Dans l'ensemble, les industries productrices de biens ont vu leur activité réduite de 0,5 pour cent en août, après avoir connu une progression de 0,2 pour cent en juillet.

L'extraction minière, pétrolière et gazière a retraité de 0,7 pour cent. Le sous-secteur minier a cédé à lui seul 2,8 pour cent.

Le groupe du pétrole et du gaz naturel a rendu 0,4 pour cent, victime d'une baisse de production de pétrole brut qui a surpassé l'augmentation de l'activité d'extraction de gaz naturel. La tenue d'opérations de maintenance dans les champs pétroliers a réduit la production en août.

Le secteur de la fabrication a reculé de 0,6 pour cent, après avoir grimpé de 0,9 pour cent en juillet. La production de biens durables a chuté de 1,3 pour cent en août, essentiellement en raison des baisses dans les industries des produits métalliques ouvrés, des meubles et des produits connexes, des produits métalliques de première transformation, de même que dans la fabrication de matériel, d'appareils et de composants électriques. Par ailleurs, la production des fabricants de machines a augmenté.

L'activité des fabricants de biens non durables a progressé de 0,3 pour cent grâce à des hausses dans la production de papier, de produits du pétrole et du charbon et des produits du tabac.

Le groupe de la construction a glissé de 0,1 pour cent, mais des analystes ont noté que l'impact des règles hypothécaires plus sévères pourrait se faire sentir bientôt dans les chiffres sur la construction de nouvelles maisons.
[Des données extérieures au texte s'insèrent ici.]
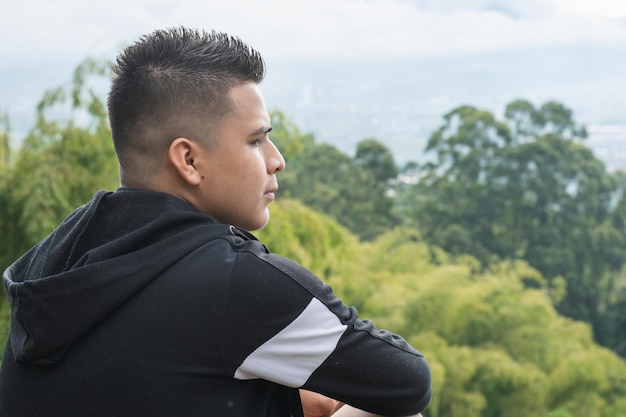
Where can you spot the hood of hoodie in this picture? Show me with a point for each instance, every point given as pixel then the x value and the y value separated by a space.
pixel 99 257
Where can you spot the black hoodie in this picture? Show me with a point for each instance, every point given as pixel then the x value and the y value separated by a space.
pixel 140 305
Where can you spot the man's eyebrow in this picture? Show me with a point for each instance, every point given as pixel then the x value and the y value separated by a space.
pixel 263 130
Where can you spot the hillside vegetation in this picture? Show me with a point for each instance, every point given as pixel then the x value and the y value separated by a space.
pixel 501 257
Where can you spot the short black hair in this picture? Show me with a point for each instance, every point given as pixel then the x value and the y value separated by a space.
pixel 170 84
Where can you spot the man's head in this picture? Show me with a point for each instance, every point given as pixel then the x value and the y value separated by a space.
pixel 174 83
pixel 182 103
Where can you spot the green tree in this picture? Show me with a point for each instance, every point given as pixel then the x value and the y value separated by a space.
pixel 526 188
pixel 66 157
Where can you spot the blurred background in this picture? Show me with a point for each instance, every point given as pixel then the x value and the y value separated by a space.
pixel 349 69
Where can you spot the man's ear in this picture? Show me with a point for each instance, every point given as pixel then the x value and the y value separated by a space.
pixel 181 155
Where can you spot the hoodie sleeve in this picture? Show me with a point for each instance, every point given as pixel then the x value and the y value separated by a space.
pixel 286 326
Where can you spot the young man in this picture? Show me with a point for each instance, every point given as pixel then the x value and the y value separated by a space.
pixel 154 300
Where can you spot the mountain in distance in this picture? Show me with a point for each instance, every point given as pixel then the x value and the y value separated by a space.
pixel 400 102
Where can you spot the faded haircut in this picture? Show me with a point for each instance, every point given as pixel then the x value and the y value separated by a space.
pixel 175 83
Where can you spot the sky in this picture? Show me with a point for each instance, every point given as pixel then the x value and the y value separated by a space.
pixel 43 41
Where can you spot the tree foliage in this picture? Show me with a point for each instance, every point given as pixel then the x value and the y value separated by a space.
pixel 527 188
pixel 509 219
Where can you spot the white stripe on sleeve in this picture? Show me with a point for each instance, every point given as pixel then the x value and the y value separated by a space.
pixel 292 355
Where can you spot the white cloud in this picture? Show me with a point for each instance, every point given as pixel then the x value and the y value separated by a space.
pixel 44 31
Le commerce de gros a avancé d'un pour cent en août grâce aux hausses appréciables des produits alimentaires, de machines matériel et fournitures, de matériaux de construction, de produits pétroliers et de produits agricoles.

Le secteur du commerce de détail a laissé 0,5 pour cent en août, après avoir avancé de 0,4 pour cent en juillet. Des diminutions ont été enregistrées chez les marchands de véhicules automobiles et de leurs pièces, dans les magasins de produits de santé et de soins personnels, dans les magasins d'alimentation et chez les marchands de matériaux de construction et de matériel et fournitures de jardinage. Les ventes ont cependant augmenté chez les détaillants de fournitures de tout genre ainsi que dans les magasins d'articles de sports, de loisirs, de musique et de livres.

Le secteur des services publics a retraité de 0,8 pour cent en août, après quatre mois de hausses consécutives.